'2023 Construction Industry Management Analysis'
25% of Construction Companies in Deficit Due to High Inflation and Interest Rates
Reduced Debt Repayment Ability... Profitability Deterioration
Lower Debt Ratio... "Contraction of New Projects"
Amid rising raw material prices and a high-interest rate environment, it was found that one out of four domestic general construction companies recorded losses last year. Although construction companies reduced selling and administrative expenses (S&A expenses) to cope with the recession, the proportion of costs relative to sales increased due to higher material costs. Instead, financial stability improved as companies reduced new projects in response to rising costs.

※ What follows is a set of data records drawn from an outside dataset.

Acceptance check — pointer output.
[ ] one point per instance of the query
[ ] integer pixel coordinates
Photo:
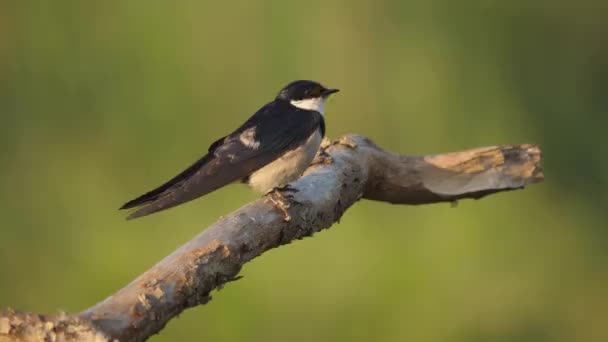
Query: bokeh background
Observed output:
(101, 100)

According to the '2023 Construction Industry Management Analysis' recently released by the Korea Construction Association on the 4th, profitability indicators of general construction companies deteriorated across the board. Large, medium, and small enterprises all saw a decrease in net profit ratios compared to the previous year, and the interest coverage ratio, which indicates the ability to bear financial costs, hit its lowest point in five years.
In particular, 3,338 general construction companies recorded net losses last year, accounting for 25.0% of the total. This number and proportion have steadily increased from 2,329 companies (19.3%) in 2021 and 2,802 companies (22.5%) in 2022. Conversely, the number of general construction companies with net profits exceeding 2 billion KRW decreased annually during the same period, from 660 companies (5.5%) to 623 companies (5.0%) and then to 495 companies (3.7%).
The decline in net profit was influenced by cost increases due to high inflation. Last year, the proportion of S&A expenses in the sales of general construction companies was 6.87%, down from 7.16% the previous year. However, the proportion of cost of goods sold increased from 88.7% to 90.1% within a year due to rising raw material prices.
The weakening profitability is also reflected in the trend of the interest coverage ratio. The interest coverage ratio of general construction companies was 589.2% in 2021, dropped to 466.9% in 2022, and further declined to 346.0% last year, decreasing by about 120 percentage points annually. This indicator shows the extent to which earnings generated from operating activities can cover financial costs. A lower figure means companies have a reduced ability to repay debt.
On the other hand, the debt ratio and dependence on borrowings decreased compared to the previous year. The debt ratio fell from 111.4% in 2022 to 104.2% last year, and the borrowing dependence ratio dropped from 21.1% to 20.8%. Looking at the segments, the proportion of companies with a debt ratio below 100% increased (84.3% → 87.3%). The proportions in the ranges above 100%, including capital erosion above 500%, all decreased compared to the previous year. For borrowing dependence, the proportion of companies in the under 10% range increased, while the proportions in other ranges decreased.
Lower debt ratios and borrowing dependence are considered indicators of better financial soundness. However, industry insiders explained that the recent decline reflects construction companies reducing their business scale, indicating a severe market downturn. An official from a major general construction company said, "If stability indicators such as the debt ratio improved while profitability like sales declined, it can be seen that construction companies strictly managed risks and refrained from new projects. Small and medium enterprises likely focused on surviving the existing situation," he added.
Meanwhile, this survey was conducted on 13,351 companies that submitted appropriate financial statements, excluding foreign construction companies, individual businesses, and merged or transferred companies, out of 19,516 registered general construction companies as of the end of last year.